Ham inherits an aging roster, with a bloated front office and a team that seems to lack direction. That’s the bad news.

The good news is that Ham is young. This will be his first head coaching job in the NBA, but he’s taken every step to be ready. Here are the five things he has to do right away to prove he’s worthy of the Lakers first chair.

Win the press conference

It’s a shallow, sound-bite sports media world and as trite as it sounds, Ham can’t lose the job at the press conference, but he sure can damage his reputation and lose the locker room.

Remember Adam Gase’s wild eyes when he was introduced as new coach of the New York Jets? He never recovered. 

Players and fans get their news from social media outlets (and great sites like ours). Ham has to look the part at the introductory press conference. He has to dress sharp, sound relaxed and confident at the same time. He has to say a lot, without saying anything. If people are still talking about his press conference a week later, that’s bad.

Answer the Westbrook question

The Russell Westbrook experiment with the Lakers didn’t go well last season. Is it worth trying again in 2022-2023? It’s sure to be the first question Ham is asked about when he meets with the press.

It’s unlikely Ham will give an honest answer to the media unless he’s already talked it over with Westbrook first. He needs to defer to Westbrook in this case, or at least hear him out.

Maybe the answer is to make Westbook the instant offense sixth-man off the bench. Maybe the answer is to tell Westbrook you get 20-25 games in the regular season to see if it all meshes.

Maybe the answer is to cut him, trade him to anyone who might want him. 
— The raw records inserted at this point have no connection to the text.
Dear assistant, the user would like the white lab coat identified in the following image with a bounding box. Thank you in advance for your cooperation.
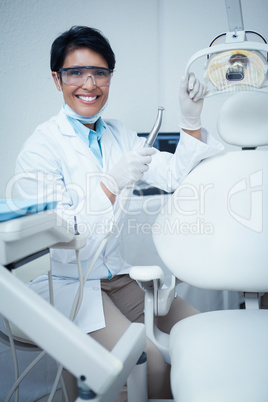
[16,110,223,333]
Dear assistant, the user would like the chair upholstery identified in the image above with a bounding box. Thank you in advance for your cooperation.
[154,93,268,402]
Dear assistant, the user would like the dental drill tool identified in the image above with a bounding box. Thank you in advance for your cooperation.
[71,106,165,319]
[144,106,165,148]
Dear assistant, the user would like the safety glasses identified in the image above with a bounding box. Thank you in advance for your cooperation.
[58,66,113,87]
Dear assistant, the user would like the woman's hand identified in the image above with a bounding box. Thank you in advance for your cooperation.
[179,73,207,139]
[101,148,156,202]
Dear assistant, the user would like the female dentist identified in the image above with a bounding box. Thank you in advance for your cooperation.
[16,26,222,401]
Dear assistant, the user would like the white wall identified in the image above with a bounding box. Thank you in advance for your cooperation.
[0,0,268,197]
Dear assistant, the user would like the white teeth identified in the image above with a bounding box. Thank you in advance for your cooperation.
[78,96,97,102]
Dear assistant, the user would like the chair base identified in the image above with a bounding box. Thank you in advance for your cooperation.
[170,310,268,402]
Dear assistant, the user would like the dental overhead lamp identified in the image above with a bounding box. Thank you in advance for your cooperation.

But Ham has to have an answer. The ambiguity is poisoning the franchise.

Be cool 

The Lakers roster is already full of superstars who have won NBA titles. This is not a young team that needs to learn how to win. How did Phil Jackson, and before him Pat Riley, inspire the Lakers to play hard? By making the players accountable, by telling them they were the best and if they worked hard and played the game the right way, success would follow.
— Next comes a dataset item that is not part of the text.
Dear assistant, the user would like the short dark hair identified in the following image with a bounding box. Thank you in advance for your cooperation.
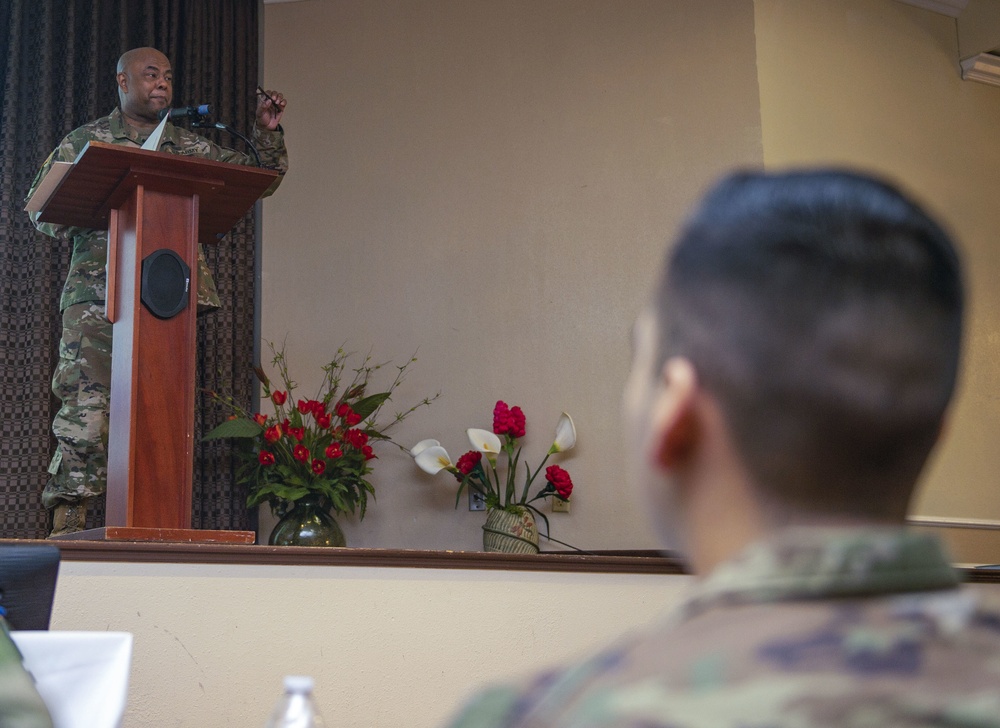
[656,170,963,518]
Ham needs to adopt that same mindset. When things get heated, he has to stay cool and confident that his team will find a way to thrive. 

Build a winning staff

One of the big stories to come out after Ham’s hiring was the fact that he was going to be given autonomy to hire his assistant coaches. In any other franchise when a new coach is hired, that’s pretty much a given. With the Lakers, who have way too many “advisers,” not so much.
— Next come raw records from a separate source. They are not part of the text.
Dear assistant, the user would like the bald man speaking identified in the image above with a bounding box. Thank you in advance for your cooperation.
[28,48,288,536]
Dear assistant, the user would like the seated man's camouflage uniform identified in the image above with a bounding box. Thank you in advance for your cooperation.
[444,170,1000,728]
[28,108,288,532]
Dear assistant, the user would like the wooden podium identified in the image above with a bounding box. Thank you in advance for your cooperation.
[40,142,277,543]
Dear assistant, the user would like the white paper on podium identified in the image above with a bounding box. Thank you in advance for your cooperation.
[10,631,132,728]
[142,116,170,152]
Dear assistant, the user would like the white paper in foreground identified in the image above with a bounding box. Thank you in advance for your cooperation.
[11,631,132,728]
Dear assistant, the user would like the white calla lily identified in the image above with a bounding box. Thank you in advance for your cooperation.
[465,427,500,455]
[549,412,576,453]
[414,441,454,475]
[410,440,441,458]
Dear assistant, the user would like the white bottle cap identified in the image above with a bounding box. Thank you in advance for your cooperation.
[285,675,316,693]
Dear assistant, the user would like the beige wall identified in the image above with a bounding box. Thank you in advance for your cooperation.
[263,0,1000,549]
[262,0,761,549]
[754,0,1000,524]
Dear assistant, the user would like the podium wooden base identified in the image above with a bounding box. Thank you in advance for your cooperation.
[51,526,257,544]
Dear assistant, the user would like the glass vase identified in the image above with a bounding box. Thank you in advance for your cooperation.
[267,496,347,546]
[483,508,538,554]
The Lakers would probably like to see Ham bring on an assistant who has head coaching experience. Vogel had Jason Kidd the first two years. David Fizdale was on the Lakers staff last year. Fizdale has been an NBA head coach. If Fizdale wants to stay in L.A. maybe he’s the best choice.

Talk endgame with LeBron

No one can truly relate to LeBron James with all his accomplishments and goals, but Ham should command a certain amount of respect from James. Ham is the head coach. James is the player. Of course, James is/was (depending on how you feel) the greatest player in the world. If James wanted Ham fired on Friday, he’d probably be fired.

At this point though, you have to believe that James’ only goal is to win NBA titles. Ham needs to show a road map on how to get there. To me, that means backing off on James’ workload. James doesn’t need to play 45 minutes on the second game of some god-awful back-to-back in Minnesota. The goal should be getting James to the playoffs rested and ready. James has to be on board with the plan.